NPR logo Mark Felt Dies; 'Deep Throat' In Watergate Investigation Was 95

Mark Felt Dies; 'Deep Throat' In Watergate Investigation Was 95

For more than 30 years, it was the best-kept secret in journalism: Who was "Deep Throat," that mysterious informer who gave Washington Post reporter Bob Woodward the details behind the Watergate scandal that would bring down the presidency of Richard Nixon?

The break-in at the Democratic National Committee occurred in June of 1972. Nixon resigned two years later. But it wasn't until 2005, when Vanity Fair magazine published an article by John O'Connor, that the source -- with his assent -- was revealed to be W. Mark Felt. Felt was the No. 2 guy at the FBI at the time.

Felt died yesterday at the age of 95. He had been suffering from congestive heart failure.

Here's what I wrote in my Political Junkie column at the time:

Who was Deep Throat?

How many times have I asked, or been asked, that question over the past three decades? Granted, it may not have been the sort of question that kept me up late at night. But as one who breathlessly watched the entire unraveling of the Nixon presidency, from break-in and Sirica to Ervin and Rodino, it would be fair to say that guessing the identity of the most famous anonymous source in the history of political journalism was something I dabbled in now and then. And so, when the news hit late Tuesday morning, that the identity of "Deep Throat" was finally revealed, the resulting feeling was a confluence of emotions.

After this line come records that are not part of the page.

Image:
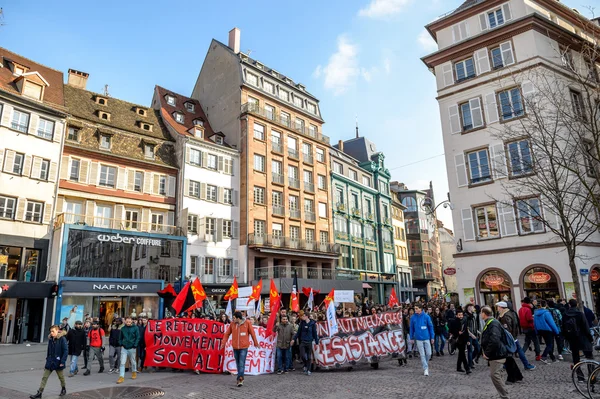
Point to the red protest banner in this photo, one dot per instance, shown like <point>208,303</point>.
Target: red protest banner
<point>192,344</point>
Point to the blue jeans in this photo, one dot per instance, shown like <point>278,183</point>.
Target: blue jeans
<point>73,367</point>
<point>240,361</point>
<point>124,354</point>
<point>282,359</point>
<point>438,338</point>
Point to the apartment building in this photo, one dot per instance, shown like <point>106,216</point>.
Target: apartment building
<point>488,53</point>
<point>277,126</point>
<point>207,195</point>
<point>115,217</point>
<point>362,217</point>
<point>32,124</point>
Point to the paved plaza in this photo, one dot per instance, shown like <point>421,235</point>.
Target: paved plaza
<point>21,369</point>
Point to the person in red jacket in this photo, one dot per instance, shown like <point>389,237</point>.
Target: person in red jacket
<point>526,321</point>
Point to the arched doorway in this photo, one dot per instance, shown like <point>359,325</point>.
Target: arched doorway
<point>494,285</point>
<point>540,282</point>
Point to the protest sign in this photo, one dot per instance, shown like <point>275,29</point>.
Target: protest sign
<point>192,344</point>
<point>260,360</point>
<point>369,339</point>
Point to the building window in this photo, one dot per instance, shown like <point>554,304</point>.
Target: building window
<point>138,181</point>
<point>338,168</point>
<point>34,212</point>
<point>194,189</point>
<point>45,129</point>
<point>259,195</point>
<point>519,154</point>
<point>192,223</point>
<point>8,206</point>
<point>487,222</point>
<point>107,176</point>
<point>73,134</point>
<point>511,103</point>
<point>530,216</point>
<point>259,163</point>
<point>20,121</point>
<point>105,141</point>
<point>479,166</point>
<point>464,69</point>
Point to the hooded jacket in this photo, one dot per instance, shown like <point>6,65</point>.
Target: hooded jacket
<point>543,321</point>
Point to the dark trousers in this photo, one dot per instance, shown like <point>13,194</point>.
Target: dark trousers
<point>530,336</point>
<point>549,340</point>
<point>462,357</point>
<point>306,354</point>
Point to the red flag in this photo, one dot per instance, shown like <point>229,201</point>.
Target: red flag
<point>255,296</point>
<point>184,300</point>
<point>393,299</point>
<point>328,299</point>
<point>233,291</point>
<point>199,294</point>
<point>275,303</point>
<point>306,291</point>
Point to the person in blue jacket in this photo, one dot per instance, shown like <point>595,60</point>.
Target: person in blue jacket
<point>56,359</point>
<point>421,331</point>
<point>545,326</point>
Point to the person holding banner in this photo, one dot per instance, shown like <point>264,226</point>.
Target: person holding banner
<point>240,331</point>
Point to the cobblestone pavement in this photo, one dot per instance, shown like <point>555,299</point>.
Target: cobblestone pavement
<point>21,372</point>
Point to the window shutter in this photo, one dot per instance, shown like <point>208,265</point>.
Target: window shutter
<point>468,228</point>
<point>121,179</point>
<point>84,166</point>
<point>36,168</point>
<point>454,119</point>
<point>171,186</point>
<point>483,22</point>
<point>506,216</point>
<point>94,174</point>
<point>506,12</point>
<point>491,109</point>
<point>507,53</point>
<point>461,170</point>
<point>476,114</point>
<point>53,171</point>
<point>448,74</point>
<point>499,166</point>
<point>482,61</point>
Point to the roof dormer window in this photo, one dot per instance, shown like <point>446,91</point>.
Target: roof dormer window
<point>189,106</point>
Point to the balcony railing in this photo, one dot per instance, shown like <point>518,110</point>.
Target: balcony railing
<point>278,178</point>
<point>265,240</point>
<point>116,224</point>
<point>283,120</point>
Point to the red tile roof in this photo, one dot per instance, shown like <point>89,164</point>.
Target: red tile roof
<point>53,94</point>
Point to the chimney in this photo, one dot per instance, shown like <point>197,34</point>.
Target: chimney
<point>234,40</point>
<point>77,79</point>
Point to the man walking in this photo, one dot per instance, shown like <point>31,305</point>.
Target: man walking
<point>421,331</point>
<point>128,341</point>
<point>240,331</point>
<point>307,333</point>
<point>494,350</point>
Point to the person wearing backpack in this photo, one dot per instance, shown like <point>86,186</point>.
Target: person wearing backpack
<point>508,319</point>
<point>577,332</point>
<point>493,346</point>
<point>545,326</point>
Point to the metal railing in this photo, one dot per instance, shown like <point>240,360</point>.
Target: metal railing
<point>268,240</point>
<point>283,120</point>
<point>115,224</point>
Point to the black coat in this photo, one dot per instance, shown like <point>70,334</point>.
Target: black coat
<point>492,340</point>
<point>57,353</point>
<point>76,338</point>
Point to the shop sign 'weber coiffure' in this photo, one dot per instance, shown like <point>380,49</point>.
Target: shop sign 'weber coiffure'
<point>117,238</point>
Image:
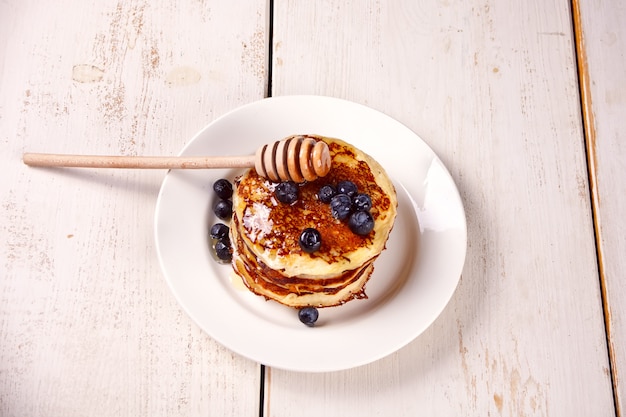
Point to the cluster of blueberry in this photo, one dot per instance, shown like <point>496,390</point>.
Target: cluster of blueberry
<point>222,209</point>
<point>347,203</point>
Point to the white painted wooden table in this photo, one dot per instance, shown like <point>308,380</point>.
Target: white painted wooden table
<point>537,325</point>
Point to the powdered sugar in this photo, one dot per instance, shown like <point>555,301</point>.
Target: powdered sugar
<point>256,220</point>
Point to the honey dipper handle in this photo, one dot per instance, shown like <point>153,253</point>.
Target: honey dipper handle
<point>155,162</point>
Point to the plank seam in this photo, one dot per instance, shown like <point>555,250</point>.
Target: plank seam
<point>589,134</point>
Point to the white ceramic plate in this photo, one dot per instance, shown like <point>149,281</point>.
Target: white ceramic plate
<point>414,277</point>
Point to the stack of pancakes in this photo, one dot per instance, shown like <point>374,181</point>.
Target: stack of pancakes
<point>265,233</point>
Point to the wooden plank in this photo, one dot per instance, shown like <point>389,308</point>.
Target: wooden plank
<point>87,323</point>
<point>492,86</point>
<point>601,50</point>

It was a time like no other. A president who, within just months of a smashing 49-state election landslide, found his administration falling apart, one indictment and one resignation at a time. Bumper stickers everywhere that read, "Honk If You Think He's Guilty." Or sentiments from the Nixon defenders: "Nobody Drowned in Watergate." Ultimately, after disclosures about cover-ups and secret tape recordings and damaging testimony, it seemed clear that it was time for him to go. No one talked about "Deep Throat" -- at least in political terms -- back then. In fact, no one knew of him until Washington Post reporters Bob Woodward and Carl Bernstein wrote All the President's Men in 1974, though it wasn't until the release of the movie in 1976 whereby he grew to mythical proportions.

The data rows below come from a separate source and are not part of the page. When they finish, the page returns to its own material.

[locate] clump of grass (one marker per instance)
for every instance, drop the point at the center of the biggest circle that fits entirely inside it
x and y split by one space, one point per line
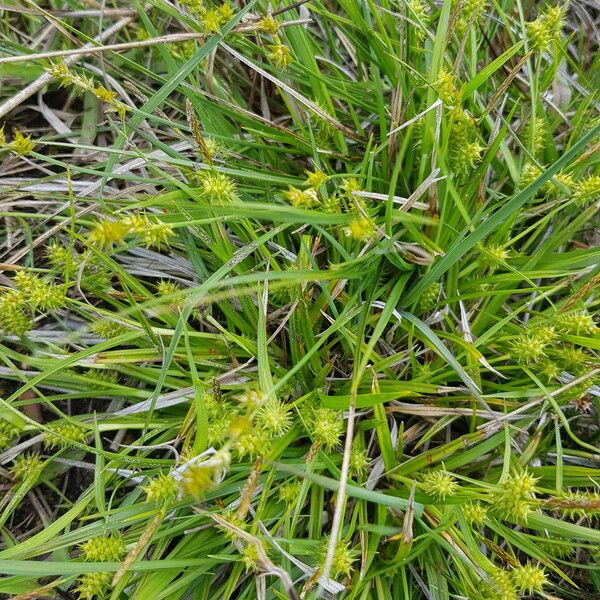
299 301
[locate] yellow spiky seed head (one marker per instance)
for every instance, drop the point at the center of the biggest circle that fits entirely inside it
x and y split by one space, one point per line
62 433
13 316
298 197
108 329
105 233
515 498
93 585
157 235
327 427
197 480
529 578
343 558
315 179
217 187
528 349
104 548
250 557
440 484
576 323
21 144
274 417
587 190
268 24
280 55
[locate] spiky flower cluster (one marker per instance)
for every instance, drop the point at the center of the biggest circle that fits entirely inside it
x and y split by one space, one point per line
515 498
93 585
217 187
161 489
32 296
108 329
263 420
105 548
343 558
306 198
529 578
268 24
326 427
528 348
8 432
279 54
99 549
171 291
151 232
63 433
587 190
576 323
439 484
274 417
315 179
465 150
20 145
66 77
198 475
545 30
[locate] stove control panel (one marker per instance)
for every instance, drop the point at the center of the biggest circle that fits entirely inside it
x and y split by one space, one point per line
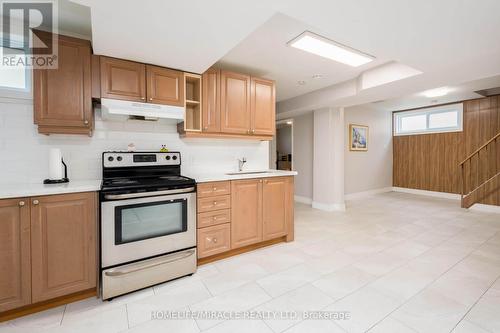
133 159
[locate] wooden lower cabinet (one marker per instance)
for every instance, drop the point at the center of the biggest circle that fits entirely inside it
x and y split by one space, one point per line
62 97
208 219
214 203
246 212
15 267
63 251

And then came his unmasking this week, after nearly 33 years. Along with it came a feeling of disbelief. Not because no one suspected it could be Mark Felt; truth be told, he was a prime suspect on nearly everyone's list of potential Throats. I guess it was just hard to fathom that after all this time, the answer to the question was at hand. It seemed like it would be the kind of question that would remain unanswered forever.

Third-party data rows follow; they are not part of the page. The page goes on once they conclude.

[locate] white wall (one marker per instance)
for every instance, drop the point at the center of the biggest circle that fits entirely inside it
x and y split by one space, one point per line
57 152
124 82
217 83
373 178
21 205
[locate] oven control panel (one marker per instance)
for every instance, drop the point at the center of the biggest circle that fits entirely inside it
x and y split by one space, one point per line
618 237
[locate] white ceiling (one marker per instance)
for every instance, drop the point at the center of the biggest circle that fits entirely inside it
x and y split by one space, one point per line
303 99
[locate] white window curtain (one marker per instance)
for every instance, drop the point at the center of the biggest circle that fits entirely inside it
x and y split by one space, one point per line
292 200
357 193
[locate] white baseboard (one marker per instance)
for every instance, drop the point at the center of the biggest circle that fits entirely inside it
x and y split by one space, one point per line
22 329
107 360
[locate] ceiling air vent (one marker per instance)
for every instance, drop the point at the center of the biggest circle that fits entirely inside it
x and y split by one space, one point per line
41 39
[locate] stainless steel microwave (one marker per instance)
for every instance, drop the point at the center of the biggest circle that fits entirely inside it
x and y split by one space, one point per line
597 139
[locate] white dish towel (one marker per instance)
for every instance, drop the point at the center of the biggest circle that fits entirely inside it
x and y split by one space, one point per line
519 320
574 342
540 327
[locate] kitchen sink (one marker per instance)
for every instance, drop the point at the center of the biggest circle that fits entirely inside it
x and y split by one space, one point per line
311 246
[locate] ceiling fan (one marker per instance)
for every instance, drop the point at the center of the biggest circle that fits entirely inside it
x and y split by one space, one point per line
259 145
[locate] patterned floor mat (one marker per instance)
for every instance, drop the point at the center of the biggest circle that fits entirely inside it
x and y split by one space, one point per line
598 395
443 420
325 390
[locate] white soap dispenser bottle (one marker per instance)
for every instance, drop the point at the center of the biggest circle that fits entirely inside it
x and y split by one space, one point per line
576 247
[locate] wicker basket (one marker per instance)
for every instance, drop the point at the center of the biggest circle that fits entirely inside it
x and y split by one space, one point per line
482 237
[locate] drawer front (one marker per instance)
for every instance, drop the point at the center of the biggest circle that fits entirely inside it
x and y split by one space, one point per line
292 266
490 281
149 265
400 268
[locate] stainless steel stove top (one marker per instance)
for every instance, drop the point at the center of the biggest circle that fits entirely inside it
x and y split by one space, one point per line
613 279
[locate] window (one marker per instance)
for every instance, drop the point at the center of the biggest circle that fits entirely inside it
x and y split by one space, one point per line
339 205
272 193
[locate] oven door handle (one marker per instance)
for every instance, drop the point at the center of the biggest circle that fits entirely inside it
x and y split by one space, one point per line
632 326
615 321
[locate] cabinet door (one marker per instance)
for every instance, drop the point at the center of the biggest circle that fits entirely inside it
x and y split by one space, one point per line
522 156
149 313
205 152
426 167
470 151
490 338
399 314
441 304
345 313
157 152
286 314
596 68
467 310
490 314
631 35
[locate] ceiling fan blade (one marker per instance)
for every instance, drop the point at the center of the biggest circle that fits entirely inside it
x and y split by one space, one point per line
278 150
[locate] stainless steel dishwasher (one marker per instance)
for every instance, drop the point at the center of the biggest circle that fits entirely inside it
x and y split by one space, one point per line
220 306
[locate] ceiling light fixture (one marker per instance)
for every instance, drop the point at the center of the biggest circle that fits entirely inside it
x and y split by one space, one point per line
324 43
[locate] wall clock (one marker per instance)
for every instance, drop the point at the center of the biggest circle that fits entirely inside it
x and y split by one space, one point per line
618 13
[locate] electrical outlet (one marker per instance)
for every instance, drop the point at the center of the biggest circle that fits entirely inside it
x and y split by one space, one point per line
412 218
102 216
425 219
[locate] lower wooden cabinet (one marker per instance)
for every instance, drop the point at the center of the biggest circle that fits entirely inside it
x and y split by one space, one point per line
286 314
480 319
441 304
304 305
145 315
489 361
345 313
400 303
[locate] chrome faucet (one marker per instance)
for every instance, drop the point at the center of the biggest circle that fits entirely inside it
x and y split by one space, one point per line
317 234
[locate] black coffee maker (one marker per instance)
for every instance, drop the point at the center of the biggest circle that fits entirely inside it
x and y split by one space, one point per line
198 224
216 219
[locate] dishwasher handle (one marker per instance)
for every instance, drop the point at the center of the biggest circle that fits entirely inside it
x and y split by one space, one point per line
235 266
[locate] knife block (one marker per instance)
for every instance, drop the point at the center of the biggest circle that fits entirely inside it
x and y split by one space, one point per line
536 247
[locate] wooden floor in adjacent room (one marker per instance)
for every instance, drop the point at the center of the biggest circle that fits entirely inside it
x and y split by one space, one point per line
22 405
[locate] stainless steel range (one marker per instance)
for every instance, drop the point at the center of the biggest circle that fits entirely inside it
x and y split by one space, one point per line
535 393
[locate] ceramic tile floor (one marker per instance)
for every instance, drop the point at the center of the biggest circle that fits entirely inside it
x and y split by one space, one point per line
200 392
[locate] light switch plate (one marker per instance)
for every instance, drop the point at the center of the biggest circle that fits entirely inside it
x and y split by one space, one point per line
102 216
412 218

If it was disbelief for some of us, it was no doubt a relief for others... especially those who, like Felt, were long suspected to be the Woodward/Bernstein source: Fred Fielding, L. Patrick Gray, Al Haig, Leonard Garment, Henry Peterson, David Gergen -- the list is endless. (Full disclosure: For the longest time, until his death in 1987, I thought Mr. Throat was Bryce Harlow, the former Eisenhower and Nixon aide who I suspected did not look kindly at the Watergate shenanigans.)

It was remarkable that a secret could be held for so long in Washington, where secrets are routinely spilled, and ironic that The Washington Post, which protected the secret, was scooped on the story. And I guess it should be expected that the new parlor game in town is deciding Mark Felt's motives. Revenge for being passed over when J. Edgar Hoover died? Was it anger over the Nixon administration's attempts to keep the FBI in the dark about its illegal activities? I'll let others decide that. And I'll pass, for now, on whether Felt's actions -- feeding information to Woodward and Bernstein on what the FBI knew about the Watergate break-in and cover-up -- make him a hero or a villain.